NATO racing to wrap up campaign
BRUSSELS - With NATO’s bombing of Libya now in its sixth month, a new sense of urgency is gripping the alliance as two crucial deadlines loom next month.
After months of combat stalemate, the insurgents have made dramatic gains in recent weeks against Moammar Khadafy’s forces and have encircled Tripoli. The rapid advance offers NATO the chance to bring to a conclusion a campaign that has drawn increasing international criticism and caused serious rifts within the alliance.
NATO jets have flown nearly 20,000 sorties in the past month, including about 7,500 strike attacks.
Alliance officials deny there has been a fundamental shift in tactics in recent days to provide close air support to the advancing rebels, saying they continue to be focused on the protection of civilian populations as mandated by a UN Security Council resolution.
But they acknowledge that in response to new developments, alliance bombers are pummeling Khadafy’s troops holding defensive positions around government-held towns and villages, under attack from the advancing rebel forces.
Italy’s defense minister, Ignazio La Russa, defended NATO’s operations, saying its mission is to protect civilians. “Thus all its targets are military targets,’’ La Russa told Sky TG24 TV.
Alliance military planners are racing against a deadline next month, when member states must vote on a second three-month extension of the mission. Approval for an extension may prove problematic, since support for the bombing campaign has eroded among allies, who say it detracts resources from NATO’s main mission, the 10-year war in Afghanistan.
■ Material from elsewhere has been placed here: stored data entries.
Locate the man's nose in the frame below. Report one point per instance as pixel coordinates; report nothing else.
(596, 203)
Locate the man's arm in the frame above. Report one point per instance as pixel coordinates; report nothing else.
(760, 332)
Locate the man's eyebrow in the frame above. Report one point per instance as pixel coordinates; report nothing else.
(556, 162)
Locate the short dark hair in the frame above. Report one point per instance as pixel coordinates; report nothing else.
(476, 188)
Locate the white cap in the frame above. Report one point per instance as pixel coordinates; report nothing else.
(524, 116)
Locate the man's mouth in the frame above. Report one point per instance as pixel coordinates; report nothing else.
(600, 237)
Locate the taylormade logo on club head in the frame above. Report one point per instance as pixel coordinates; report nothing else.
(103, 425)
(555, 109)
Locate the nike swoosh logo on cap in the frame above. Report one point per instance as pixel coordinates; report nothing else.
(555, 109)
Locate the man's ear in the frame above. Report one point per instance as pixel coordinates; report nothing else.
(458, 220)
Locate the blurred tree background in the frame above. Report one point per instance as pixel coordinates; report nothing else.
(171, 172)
Also in September, the UN General Assembly is due to debate the airstrikes, with many members critical of NATO for overstepping the original UN mandate in March which UN authorized a no-fly zone and the protection of civilians caught up in the civil unrest.
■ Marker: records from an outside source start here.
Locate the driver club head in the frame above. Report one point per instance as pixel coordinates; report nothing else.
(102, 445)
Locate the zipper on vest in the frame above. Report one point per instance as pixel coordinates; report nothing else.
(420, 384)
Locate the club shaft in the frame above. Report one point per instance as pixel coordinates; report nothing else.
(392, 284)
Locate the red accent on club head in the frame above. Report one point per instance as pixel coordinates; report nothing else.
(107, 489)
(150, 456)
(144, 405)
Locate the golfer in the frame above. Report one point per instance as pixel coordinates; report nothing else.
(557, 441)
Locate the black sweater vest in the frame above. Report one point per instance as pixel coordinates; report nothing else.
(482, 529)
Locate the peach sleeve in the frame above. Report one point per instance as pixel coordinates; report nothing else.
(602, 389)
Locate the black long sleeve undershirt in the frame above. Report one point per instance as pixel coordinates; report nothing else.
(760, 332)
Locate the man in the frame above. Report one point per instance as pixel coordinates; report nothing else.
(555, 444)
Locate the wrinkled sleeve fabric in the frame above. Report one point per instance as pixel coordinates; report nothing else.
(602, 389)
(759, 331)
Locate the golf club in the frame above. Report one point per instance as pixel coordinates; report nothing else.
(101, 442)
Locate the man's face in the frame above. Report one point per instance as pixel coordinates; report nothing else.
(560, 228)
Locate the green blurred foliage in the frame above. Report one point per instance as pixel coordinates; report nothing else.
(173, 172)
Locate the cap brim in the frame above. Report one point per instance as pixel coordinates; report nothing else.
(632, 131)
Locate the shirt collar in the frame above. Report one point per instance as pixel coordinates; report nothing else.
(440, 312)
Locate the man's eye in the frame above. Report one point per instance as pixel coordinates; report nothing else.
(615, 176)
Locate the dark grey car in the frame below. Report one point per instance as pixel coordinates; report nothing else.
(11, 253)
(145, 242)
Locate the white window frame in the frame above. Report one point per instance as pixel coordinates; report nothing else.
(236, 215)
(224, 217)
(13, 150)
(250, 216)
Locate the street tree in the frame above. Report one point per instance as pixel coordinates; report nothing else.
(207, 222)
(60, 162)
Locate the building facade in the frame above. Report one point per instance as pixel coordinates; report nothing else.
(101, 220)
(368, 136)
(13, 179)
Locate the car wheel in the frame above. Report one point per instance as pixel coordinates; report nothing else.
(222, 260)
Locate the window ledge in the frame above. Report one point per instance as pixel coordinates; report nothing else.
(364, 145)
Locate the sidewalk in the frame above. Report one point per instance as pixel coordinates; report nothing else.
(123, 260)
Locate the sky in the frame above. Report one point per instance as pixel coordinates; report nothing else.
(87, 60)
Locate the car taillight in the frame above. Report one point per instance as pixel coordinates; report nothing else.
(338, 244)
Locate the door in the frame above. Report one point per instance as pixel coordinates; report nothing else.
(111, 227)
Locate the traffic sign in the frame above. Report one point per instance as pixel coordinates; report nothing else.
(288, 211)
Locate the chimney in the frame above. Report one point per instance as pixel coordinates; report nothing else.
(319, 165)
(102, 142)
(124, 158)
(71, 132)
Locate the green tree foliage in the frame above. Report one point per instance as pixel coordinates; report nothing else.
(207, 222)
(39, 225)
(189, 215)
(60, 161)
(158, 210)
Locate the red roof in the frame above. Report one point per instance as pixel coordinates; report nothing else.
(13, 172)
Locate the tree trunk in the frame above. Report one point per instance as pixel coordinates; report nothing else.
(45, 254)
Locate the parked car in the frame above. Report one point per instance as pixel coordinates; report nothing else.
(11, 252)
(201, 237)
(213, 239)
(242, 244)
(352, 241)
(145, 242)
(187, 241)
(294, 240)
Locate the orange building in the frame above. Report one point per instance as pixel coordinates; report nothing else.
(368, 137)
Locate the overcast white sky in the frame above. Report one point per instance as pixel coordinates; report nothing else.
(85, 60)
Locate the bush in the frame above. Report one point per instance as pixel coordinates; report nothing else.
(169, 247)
A NATO official said that early in the campaign NATO airstrikes focused on preventing Khadafy’s troops from reoccupying rebel-held towns. Such attacks on regime forces destroyed hundreds of tanks, armored vehicles, and guns.
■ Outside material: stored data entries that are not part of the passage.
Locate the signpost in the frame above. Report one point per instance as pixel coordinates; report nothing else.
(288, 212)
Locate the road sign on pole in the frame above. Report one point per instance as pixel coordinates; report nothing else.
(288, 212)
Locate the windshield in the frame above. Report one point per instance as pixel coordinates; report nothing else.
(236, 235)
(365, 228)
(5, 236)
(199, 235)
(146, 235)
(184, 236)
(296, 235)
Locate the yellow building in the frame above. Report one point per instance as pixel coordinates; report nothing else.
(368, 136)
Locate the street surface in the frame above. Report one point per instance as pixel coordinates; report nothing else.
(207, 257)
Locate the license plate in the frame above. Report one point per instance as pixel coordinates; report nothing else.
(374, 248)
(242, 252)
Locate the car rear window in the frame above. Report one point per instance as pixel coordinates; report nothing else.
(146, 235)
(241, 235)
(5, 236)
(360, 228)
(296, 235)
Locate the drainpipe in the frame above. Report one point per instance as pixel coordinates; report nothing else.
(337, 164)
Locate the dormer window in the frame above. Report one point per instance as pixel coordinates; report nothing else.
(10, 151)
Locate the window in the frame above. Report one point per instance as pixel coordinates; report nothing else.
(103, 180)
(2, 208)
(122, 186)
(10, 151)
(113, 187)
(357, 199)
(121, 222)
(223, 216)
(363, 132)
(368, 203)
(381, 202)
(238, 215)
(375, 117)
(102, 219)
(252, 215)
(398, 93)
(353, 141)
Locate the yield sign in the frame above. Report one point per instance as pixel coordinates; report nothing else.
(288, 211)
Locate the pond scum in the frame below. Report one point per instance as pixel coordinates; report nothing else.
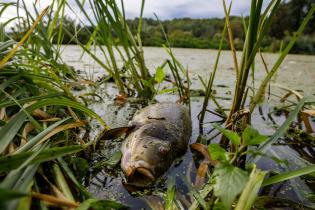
(44, 126)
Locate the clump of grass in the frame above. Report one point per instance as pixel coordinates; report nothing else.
(40, 120)
(114, 39)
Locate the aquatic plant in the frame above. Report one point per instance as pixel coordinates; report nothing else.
(40, 120)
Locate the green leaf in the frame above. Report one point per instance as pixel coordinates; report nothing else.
(39, 136)
(229, 182)
(232, 136)
(168, 90)
(159, 75)
(100, 205)
(252, 137)
(289, 175)
(251, 190)
(8, 194)
(14, 161)
(170, 194)
(217, 153)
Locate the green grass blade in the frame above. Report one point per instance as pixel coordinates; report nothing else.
(289, 175)
(38, 137)
(11, 162)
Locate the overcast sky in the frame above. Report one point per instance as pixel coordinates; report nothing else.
(165, 9)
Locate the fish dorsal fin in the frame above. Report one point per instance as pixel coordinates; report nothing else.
(117, 132)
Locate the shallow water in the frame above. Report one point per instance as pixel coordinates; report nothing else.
(297, 72)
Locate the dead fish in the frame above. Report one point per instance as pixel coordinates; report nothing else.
(158, 135)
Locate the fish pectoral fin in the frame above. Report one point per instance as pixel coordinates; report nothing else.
(116, 132)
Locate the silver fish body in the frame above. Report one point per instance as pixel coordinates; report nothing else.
(161, 134)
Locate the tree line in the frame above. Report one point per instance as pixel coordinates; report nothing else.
(206, 33)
But within a few weeks, Khadafy’s soldiers switched tactics, abandoning their vulnerable heavy weaponry in favor of civilian trucks armed with machine guns or recoilless rifles, which proved difficult to identify and destroy from the air.
“Now the rebel offensive has put them on the defensive, and they are again bringing out their tanks and heavy artillery,’’ said the official, who could not be named under standing rules.
“This is why we’ve been attacking them even when they are trying to beat back rebel advances,’’ he said.
But analysts counter that NATO’s claims of simply protecting civilians strains credulity, saying the direct tactical air support to the rebel forces is enabling their battlefield victories.